Pensez-vous que l’on puisse accorder de nouveau du crédit au wagon isolé ?

F. A. : Je dirais qu’il existe des segments de marché sur lesquels il y a un potentiel de développement intéressant. Je pense à la chimie et au transport international. Nous travaillons à redonner ses lettres de noblesse au wagon isolé et à le faire savoir à notre industrie.

Un nombre important de transporteurs évoque une désorganisation des flux côté chargeurs…

F. A. : Il y en a eu beaucoup, jusqu’en juillet, une situation extrêmement compliquée à gérer autant pour les transporteurs que pour les chargeurs. On a pu voir notamment que des flux retour étaient supprimés, qui ont obligé à revoir les plans de transport. Aujourd’hui, on est toujours désorganisés, mais moins. Par exemple, les céréales et le BTP ont réussi à se rééquilibrer et à retrouver les contre-flux d’avant la crise. Il a fallu des années et un travail de fourmi pour construire des plans de transport avec des flux et contre-flux, qui ont permis d’optimiser les taux de remplissage et les routes. Tout cela a été balayé en quelques semaines par l’épidémie. L’expérience que nous avons engrangée nous permet de nous réadapter mais il subsiste des difficultés car le marché reste erratique et le manque de visibilité persiste.

Bien souvent, le poids de la transition écologique, dans l’achat de camions, pèse sur le transporteur qui, pourtant, s’engage à la demande de ses clients. Comment peut-on faire évoluer ce schéma ?

F. A. : En général, sur des évolutions technologiques majeures, les chargeurs accompagnent les transporteurs. Pas au travers d’un financement direct mais en leur offrant des contrats de plus long terme et en partageant une partie de l’investissement sur le tarif appliqué. En parallèle, nous avons connaissance de chargeurs qui investissent dans des stations d’avitaillement en GNV, lesquelles sont à la disposition des transporteurs au moment du chargement.

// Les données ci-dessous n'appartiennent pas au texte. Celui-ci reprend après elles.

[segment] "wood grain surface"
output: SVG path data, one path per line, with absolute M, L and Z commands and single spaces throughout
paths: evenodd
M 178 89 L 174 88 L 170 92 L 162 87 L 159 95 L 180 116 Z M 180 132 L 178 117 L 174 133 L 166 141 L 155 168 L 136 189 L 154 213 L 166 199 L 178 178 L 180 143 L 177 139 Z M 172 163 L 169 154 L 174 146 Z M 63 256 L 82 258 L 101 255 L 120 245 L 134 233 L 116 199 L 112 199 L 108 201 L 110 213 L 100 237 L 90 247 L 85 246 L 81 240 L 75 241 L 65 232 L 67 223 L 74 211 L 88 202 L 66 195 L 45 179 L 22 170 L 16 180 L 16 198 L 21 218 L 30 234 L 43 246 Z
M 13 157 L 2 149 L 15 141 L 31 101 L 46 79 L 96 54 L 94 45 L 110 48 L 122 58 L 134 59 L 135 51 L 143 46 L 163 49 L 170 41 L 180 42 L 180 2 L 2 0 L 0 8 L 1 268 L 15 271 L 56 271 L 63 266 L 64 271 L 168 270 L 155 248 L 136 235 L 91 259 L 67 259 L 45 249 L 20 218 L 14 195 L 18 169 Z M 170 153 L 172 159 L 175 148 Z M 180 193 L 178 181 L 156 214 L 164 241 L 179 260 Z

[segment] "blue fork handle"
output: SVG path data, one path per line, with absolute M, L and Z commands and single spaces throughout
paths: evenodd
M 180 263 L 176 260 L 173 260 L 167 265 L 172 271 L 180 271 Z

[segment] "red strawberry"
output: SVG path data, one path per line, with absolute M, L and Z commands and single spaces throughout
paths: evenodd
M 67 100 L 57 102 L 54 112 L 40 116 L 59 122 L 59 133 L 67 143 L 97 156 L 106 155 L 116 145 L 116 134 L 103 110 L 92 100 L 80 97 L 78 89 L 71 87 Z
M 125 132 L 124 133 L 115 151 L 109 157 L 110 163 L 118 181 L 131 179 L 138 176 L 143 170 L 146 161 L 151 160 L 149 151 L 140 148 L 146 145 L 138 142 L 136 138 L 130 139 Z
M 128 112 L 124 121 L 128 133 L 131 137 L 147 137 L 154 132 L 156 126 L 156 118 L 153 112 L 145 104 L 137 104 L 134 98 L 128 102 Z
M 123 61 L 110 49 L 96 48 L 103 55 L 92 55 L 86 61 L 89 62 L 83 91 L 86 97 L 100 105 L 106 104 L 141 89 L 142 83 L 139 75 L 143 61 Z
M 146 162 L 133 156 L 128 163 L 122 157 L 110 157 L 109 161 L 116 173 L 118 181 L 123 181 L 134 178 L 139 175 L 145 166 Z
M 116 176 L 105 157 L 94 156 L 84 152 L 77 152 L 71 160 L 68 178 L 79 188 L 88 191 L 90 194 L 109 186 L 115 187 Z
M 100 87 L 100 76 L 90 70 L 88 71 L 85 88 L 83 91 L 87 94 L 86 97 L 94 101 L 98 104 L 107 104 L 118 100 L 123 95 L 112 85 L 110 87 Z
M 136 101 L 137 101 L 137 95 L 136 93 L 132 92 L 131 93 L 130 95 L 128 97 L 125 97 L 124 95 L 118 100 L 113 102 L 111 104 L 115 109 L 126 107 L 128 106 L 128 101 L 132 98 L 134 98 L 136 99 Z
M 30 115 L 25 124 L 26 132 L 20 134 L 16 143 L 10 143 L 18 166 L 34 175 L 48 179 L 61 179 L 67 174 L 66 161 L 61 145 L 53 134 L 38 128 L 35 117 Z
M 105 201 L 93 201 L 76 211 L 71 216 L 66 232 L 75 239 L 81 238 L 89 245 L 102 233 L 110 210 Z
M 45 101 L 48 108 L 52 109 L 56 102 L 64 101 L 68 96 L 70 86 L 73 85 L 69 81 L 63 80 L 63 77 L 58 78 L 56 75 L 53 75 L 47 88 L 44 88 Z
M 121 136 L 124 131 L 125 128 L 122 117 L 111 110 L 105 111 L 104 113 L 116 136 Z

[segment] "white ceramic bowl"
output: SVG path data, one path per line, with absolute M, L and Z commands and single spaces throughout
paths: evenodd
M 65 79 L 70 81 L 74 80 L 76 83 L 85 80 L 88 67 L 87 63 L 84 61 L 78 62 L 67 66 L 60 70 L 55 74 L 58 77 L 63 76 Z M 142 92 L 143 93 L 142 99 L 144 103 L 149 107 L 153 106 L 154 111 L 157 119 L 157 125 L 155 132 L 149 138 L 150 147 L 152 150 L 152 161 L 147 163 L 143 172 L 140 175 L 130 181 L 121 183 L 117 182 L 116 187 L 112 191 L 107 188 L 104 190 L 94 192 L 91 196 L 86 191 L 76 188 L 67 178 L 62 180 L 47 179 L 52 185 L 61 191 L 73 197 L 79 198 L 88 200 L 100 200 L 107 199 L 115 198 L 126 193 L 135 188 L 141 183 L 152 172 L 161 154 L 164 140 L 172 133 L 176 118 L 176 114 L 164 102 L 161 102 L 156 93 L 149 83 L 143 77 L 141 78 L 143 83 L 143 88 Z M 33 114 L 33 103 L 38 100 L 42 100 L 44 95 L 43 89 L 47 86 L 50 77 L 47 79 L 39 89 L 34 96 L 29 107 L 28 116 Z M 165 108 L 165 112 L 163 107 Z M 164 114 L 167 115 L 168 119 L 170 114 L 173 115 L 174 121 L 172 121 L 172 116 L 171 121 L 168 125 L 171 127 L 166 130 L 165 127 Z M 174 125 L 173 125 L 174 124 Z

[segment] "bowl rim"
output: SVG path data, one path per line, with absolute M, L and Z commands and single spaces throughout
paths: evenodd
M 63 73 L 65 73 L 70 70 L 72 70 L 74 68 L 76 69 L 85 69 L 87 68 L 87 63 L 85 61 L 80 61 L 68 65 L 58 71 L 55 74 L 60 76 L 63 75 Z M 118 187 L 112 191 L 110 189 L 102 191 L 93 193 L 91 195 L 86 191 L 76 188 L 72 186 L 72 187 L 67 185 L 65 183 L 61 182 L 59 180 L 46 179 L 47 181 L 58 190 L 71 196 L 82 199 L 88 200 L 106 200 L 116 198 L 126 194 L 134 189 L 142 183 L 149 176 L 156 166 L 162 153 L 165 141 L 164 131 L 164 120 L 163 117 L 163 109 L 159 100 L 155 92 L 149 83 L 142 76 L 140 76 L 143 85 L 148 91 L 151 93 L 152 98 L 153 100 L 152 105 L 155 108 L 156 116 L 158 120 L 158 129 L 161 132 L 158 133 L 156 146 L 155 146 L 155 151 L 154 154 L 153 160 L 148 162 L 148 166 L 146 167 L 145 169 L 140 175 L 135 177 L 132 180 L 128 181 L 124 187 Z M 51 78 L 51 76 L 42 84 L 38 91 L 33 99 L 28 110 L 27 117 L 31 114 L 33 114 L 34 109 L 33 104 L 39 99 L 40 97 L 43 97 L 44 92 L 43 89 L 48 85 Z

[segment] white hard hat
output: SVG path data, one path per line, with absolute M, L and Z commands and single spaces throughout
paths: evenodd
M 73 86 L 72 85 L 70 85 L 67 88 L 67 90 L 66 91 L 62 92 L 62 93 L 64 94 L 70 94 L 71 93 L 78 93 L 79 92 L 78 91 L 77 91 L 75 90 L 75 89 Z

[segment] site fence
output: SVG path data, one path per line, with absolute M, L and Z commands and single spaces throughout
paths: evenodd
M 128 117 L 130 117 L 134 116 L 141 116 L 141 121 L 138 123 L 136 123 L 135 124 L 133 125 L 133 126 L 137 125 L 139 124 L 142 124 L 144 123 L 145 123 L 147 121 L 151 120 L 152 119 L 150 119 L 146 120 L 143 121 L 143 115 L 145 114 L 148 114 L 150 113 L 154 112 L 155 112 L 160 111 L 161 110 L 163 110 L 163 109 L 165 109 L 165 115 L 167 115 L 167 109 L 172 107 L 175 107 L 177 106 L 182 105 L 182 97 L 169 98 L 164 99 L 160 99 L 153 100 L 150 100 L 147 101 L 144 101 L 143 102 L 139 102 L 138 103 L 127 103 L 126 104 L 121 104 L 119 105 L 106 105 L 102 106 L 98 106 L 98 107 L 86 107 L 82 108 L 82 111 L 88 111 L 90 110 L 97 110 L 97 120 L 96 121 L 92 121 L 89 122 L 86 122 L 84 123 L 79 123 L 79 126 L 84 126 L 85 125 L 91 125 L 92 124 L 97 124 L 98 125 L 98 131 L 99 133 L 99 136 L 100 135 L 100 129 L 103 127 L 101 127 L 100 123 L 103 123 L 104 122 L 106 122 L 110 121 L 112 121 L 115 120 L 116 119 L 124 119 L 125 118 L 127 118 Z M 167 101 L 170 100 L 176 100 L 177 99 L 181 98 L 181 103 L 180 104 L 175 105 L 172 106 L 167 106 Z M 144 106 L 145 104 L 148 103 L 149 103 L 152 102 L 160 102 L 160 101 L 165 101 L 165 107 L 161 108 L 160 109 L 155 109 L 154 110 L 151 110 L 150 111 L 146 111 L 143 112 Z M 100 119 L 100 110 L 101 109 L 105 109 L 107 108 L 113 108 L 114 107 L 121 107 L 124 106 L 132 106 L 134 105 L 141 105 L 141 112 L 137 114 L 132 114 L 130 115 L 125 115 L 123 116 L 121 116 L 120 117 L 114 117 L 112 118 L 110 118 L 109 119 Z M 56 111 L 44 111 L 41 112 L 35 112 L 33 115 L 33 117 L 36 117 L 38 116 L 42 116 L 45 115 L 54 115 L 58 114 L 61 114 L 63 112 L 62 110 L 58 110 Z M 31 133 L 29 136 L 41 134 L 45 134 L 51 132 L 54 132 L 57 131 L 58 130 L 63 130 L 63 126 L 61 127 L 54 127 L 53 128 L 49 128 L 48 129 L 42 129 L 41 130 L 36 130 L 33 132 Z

À propos de tarif, les transporteurs et les organisations patronales du secteur parlent de pression à la baisse depuis la reprise…

F. A. : Il existe certainement des cas, qui peuvent d’ailleurs être légitimes en raison de la baisse du prix du carburant. Et puis, les transporteurs ont pu obtenir des aides de l’État que les chargeurs n’ont pas eues obligatoirement de leur côté. Je dois souligner que, côté chargeurs, on voit des transporteurs qui viennent taper à la porte pour proposer des tarifs…

La plateforme France logistique a pour vocation de fédérer les forces françaises de la filière logistique. Comment l’AUTF prend-elle sa part dans cette ambition ?

F. A. : En tant que membre fondateur, nous sommes très investis. Il existe aujourd’hui des sujets politiques et administratifs sur lesquels nous pensons remporter des succès dans le court terme. Je pense notamment à l’entreposage, aux problématiques de réglementation foncière. Nous portons la voix des chargeurs sur leurs attentes vis-à-vis de la logistique française pour faire que les industries soient performantes sur le marché français et à l’international. Nous travaillons sur la mise en place de data qui nous permettrons d’évaluer la performance de cette logistique, du point de vue notamment de celle des ports ou du ferroviaire. Je pense que le TRM français appartient au cercle haut de gamme de l’offre européenne.

Avez-vous d’autres chantiers à l’AUTF ?

F. A. : Oui, il y a un sujet primordial : Fret21, le programme EVE pour lequel l’AUTF s’est investi, particulièrement en recrutant du personnel chargé de faire de la communication et de l’accompagnement de chargeurs. Nous avons à ce jour sensibilisé plus de 400 entreprises et près de 80 sont engagées ou en cours d’engagement. Le programme EVE devrait être poursuivi sur la période 2021-2023, avec des ambitions revues à la hausse. Nous nous en réjouissons car il existe de belles réussites que l’on peut valoriser afin de montrer l’engagement du TRM pour réduire son impact environnemental.